Hope Credit: Who can still use this educational tax credit?

With the introduction of the American Opportunity Credit, the Hope credit faded away since it offers less benefit. However, if you are living in the Midwestern disaster area, the Hope credit may yield a higher tax benefit than the American Opportunity Credit. So this article is directed for those individuals. So if you do not live in the Midwestern disaster area,  you should take advantage of the American Opportunity Credit instead of the Hope Credit.

Hope credit is a tax credit that helps you offset the cost of higher education by reducing the amount of your income tax liability. For the tax year 2009, the amount of credit is worth up to $1,800 (or $3,600 if the student is in the Midwestern disaster area) for qualified education paid for an eligible student. The credit is a non-refundable credit, meaning that it can reduce your tax liability to zero but you cannot receive any excess credit.

To claim the credit, you must pass the following tests:

  • First Two Years of College Test – You paid expenses for either the first or second year of post-secondary education. In general, this is the freshman and sophomore years of college. Thus, K-12 expenses, junior/senior years in college and graduate school do not qualify.
  • Eligibility Test – You paid expenses for an eligible student such as yourself, spouse, or a dependent that you can claim an exemption.
  • Filing Status Test – Your filing status must not be “married filing separate.”
  • Dependency Test – You are not listed as a dependent on another person’s tax return.
  • MAGI Test – Your modified adjusted gross income (MAGI) for the tax year 2009 is less than $60,000 for single taxpayers (or less than $120,000 for joint filers).
  • Residency Test – You were not a nonresident alien for any part of the tax year and do not elect to be treated as a nonresident for tax purposes.
  • No Double Benefit Test – You did not claim the Lifetime learning credit, the tuition and fees deduction, the tax-free portion of the Coverdell education savings account for the same qualified expenses for the same student.You did not claim qualified expenses paid for by tax-free educational assistance such as scholarships, grants, employer provided educational assistance, or any other tax-free payments received as educational assistance. However, if you have these assistances, you can still claim the excess of qualified expenses that are not covered by these tax free educational assistance. For example, your tuition is $10,000 and you have a scholarship of $8,000. You cannot claim the $8,000 on your tax return but you can still claim the $2,000 difference.
  • American Opportunity Credit Test – You did not claim the American Opportunity credit for ANY student in the tax year.
  • Tuition Refund Test –You did not receive a refund for any qualified education expenses paid.

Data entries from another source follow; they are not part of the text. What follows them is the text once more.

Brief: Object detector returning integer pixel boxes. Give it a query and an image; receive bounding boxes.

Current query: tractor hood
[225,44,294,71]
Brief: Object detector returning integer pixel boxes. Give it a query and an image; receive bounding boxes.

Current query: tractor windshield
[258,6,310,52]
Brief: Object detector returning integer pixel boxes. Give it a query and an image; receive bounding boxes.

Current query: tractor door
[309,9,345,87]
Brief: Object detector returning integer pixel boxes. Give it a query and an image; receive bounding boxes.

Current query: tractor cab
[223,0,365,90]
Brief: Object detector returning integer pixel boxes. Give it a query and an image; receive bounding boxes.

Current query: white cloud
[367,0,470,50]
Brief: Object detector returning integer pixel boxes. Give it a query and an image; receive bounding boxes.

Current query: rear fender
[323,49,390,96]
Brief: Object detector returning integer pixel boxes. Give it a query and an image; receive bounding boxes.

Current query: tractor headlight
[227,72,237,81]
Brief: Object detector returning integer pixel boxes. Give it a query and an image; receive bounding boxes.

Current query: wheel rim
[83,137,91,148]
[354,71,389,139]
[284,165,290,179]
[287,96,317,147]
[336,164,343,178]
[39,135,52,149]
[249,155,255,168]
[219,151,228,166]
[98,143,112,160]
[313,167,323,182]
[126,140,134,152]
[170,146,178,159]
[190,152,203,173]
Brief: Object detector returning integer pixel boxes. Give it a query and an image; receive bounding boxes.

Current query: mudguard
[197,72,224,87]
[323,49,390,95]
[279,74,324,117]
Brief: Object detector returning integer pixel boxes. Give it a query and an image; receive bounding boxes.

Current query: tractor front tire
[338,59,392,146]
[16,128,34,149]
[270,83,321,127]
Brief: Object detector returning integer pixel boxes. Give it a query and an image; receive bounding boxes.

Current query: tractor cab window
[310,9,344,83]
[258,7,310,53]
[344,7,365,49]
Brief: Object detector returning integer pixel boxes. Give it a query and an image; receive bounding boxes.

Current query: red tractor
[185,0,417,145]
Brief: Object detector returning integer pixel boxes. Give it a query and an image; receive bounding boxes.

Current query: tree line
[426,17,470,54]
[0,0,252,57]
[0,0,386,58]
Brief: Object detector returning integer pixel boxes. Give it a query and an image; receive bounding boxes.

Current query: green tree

Who is an eligible student?

  • Student who is enrolled at least half-time of a normal academic load for at least one academic period at the beginning of the tax year.
  • Student has not been convicted of a federal or state felony for possession or distribution of controlled substances in the tax year.
  • Student has not completed the first two years of post-secondary education. A student has completed the first two years of college if he/she has been awarded two years of post-secondary credits.

What expenses qualify?

  1. Expenses paid for an eligible educational institution. An eligible educational institution is any college, university, vocational school or other post-secondary educational institution eligible to participate in a student aid program administered by the US Department of Education.
  2. Tuition fees
  3. Student activity fees and expenses paid for course-related books, supplies and equipment if the expenses must be paid to the institution as a condition of enrollment or attendance
    • Example 1 – Lawrence is a freshman in college in the pre-med program. In addition to tuition, he is required to pay a fee for the rental of laboratory equipment and purchase book from the school. The school has a policy of requiring the students to purchase the books at the institution’s bookstore and to pay the lab rental fees as a requirement of enrollment or attendance. Both student fees and books are qualified educational expenses.
    • Example 2 – Charles and Darwin are sophomore students of California State University and are required to purchase course related books to attend the university. The school does not have a policy on how students should obtain the books, meaning the students can purchase their books from anywhere they wish. Paul bought his books at the university’s bookstore while Piper bought her books from an online bookstore. Both expenses paid for the books are not qualified educational expenses.

What expenses do not qualify?

Medical expenses, insurance, room and board, transportation, similar personal or family expenses even if the expenses must be paid to the institution as a condition of enrollment or attendance.

How do you calculate the Credit?

The Hope credit per eligible student is calculated as follows:
1. 100% of the first $1,200 of the qualified education expenses paid (or $2400 if the student is in the Midwestern disaster area)

2. 50% of the next $1,200 of the qualified education expenses paid (or $2400 if the student is in the Midwestern disaster area)Credit may be reduced based on your MAGI.

Can I claim the hope credit even if I borrowed the funds?

Most students have student loans in order to pay for their education. Borrowing funds count towards the credit since you will be paying for this not now but in the future.